I was driving home this evening from a funeral home; a friend’s mother, who’d been ill for quite some time, passed away unexpectedly from a sudden heart attack. As I crested our local skyway, in the distance a beautiful sunset lit up the sky in a rare burst of glory. It seemed a metaphor for life — moments of grief counterbalanced by moments of beauty. We all know the impermanence of life, but it’s hard to accept when we lose someone close to us. If I’ve learned anything from all the friends, family and pets we’ve lost over the years, it’s that time doesn’t really heal wounds, it just makes them bearable so that you can do what you have to do to survive, which is to move on. After I lost my beloved dog Ramses 8 years ago, it ripped my heart out; it took me months before I could even say the words “he’s dead”. Gradually I was able to go a day or two without crying, then maybe a week, then longer and longer, but even as I write this I feel the pain of his loss and miss him enormously. I wouldn’t change having had him in my life — his love and courage taught me a lot. And so life goes on, and after our adorable second dog Isis passed away the following year, also from old age and sickness, my husband and I went on a trip to Africa that we’d been putting off for a while, and we discovered magic and some healing in the beauty of nature.
This evening I couldn’t stop anywhere to take a photo of our local sunset, so instead I offer you one of the magnificent sunsets we enjoyed on that first safari. As I drove down the far side of the skyway, watching Nature’s artwork in the sky and musing on the meaning of life, I watched an idiot driver cross two lanes of traffic to take the exit ramp, just barely missing the concrete abutment. Sigh.

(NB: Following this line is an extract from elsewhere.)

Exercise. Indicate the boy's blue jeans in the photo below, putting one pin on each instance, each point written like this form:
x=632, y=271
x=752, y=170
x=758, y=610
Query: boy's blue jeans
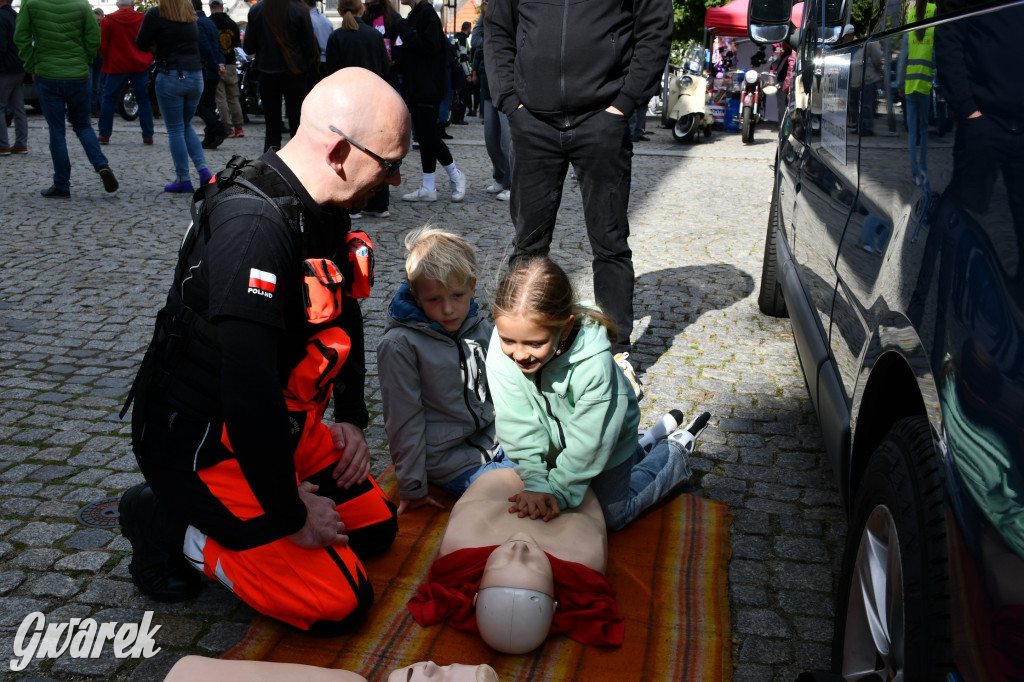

The lesson of the sunset was clearly lost on whoever the driver was, as was the concept of driving safely. Here are two thoughts to take home with you:
1. We only get to watch so many sunsets in our life — don’t squander them!
2. Nature is the mother of all that’s great on our planet — we can only use the tools she gives us to make beauty, or ugliness. Which would you like your legacy to be?